Nel valutare queste date, in comparazione con tempi a noi più vicini, occorre tuttavia tener conto che nel basso Medioevo il calendario giuliano era indietro di 7-8 giorni rispetto all’anno solare e che solo con la nota riforma di papa Gregorio XIII, nel 1582, si eliminò tale differenza. Questo significa in sostanza che nei secoli XIII-XV ci troviamo di fronte a vendemmie in genere abbastanza tarde, che corrispondevano agli ultimi giorni di settembre e ai primi di ottobre; il che confermerebbe l’ipotesi di un raffreddamento del clima negli ultimi secoli del Medioevo.
Bisogna accennare anche a una raccolta precoce dell’uva che veniva effettuata con scopi diversi dalla vinificazione. In moltissime parti della Toscana ad agosto si raccoglievano grappoli d’uva acerba per fare l’agresto, succo utilizzato come condimento dei cibi sulle mense dei ricchi. Il liquido uscito dalla spremitura dei grappoli acerbi veniva posto in un vaso al sole con l’aggiunta di sale; dopo due o tre giorni l’agresto era pronto. (op.cit.)

Recisi i grappoli e raccolti in cesti e gerle venivano poi rovesciate nelle bigonce, contenitori in legno dalla forma tronco-conica.

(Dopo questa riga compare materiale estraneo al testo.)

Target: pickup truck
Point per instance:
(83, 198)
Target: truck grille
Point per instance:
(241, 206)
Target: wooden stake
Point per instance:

Qui avveniva una prima pigiatura utilizzando un bastone chiamato “mostino”; le bigonce venivano poi portate nella tinaia e il contenuto versato nei tini dove si completava la pigiatura con i piedi nudi. (A tal proposito Pier de’ Crescenzi raccomanda che gli addetti alla pigiatura si lavino accuratamente i piedi e li coprano con panni per evitare che gocce di sudore cadano nel mosto).
Seguiva la fermentazione del mosto che durava 10-15 giorni e durante la quale veniva regolarmente mescolata la parte superiore del tino per togliere le vinacce che emergevano durante la fermentazione, in questa fase era anche praticato l’uso di “governare” con mosti di pregio per migliorare la qualità del vino; terminata la bollitura avveniva la “svinatura”, ossia il liquido veniva fatto passare nelle botti per l’invecchiamento.
La vinaccia che rimaneva sul fondo del tino veniva mescolata all’acqua producendo un vinello leggero, l’acquerello.
Fin qui vediamo che il processo di vinificazione era simile a quanto avviene oggi. Ma allora, senza l’intervento della chimica che introdurrà solo nell’Ottocento sostanze come il bisolfito a garantire che il mosto non prendesse l’aceto, era frequente che il vino si alterasse o comunque non durasse a lungo. In tal caso si ricorreva alla pratica del “raconcio”, cioè si faceva ribollire il vino in nuove vinacce e se anche questo espediente falliva diveniva inesorabilmente aceto.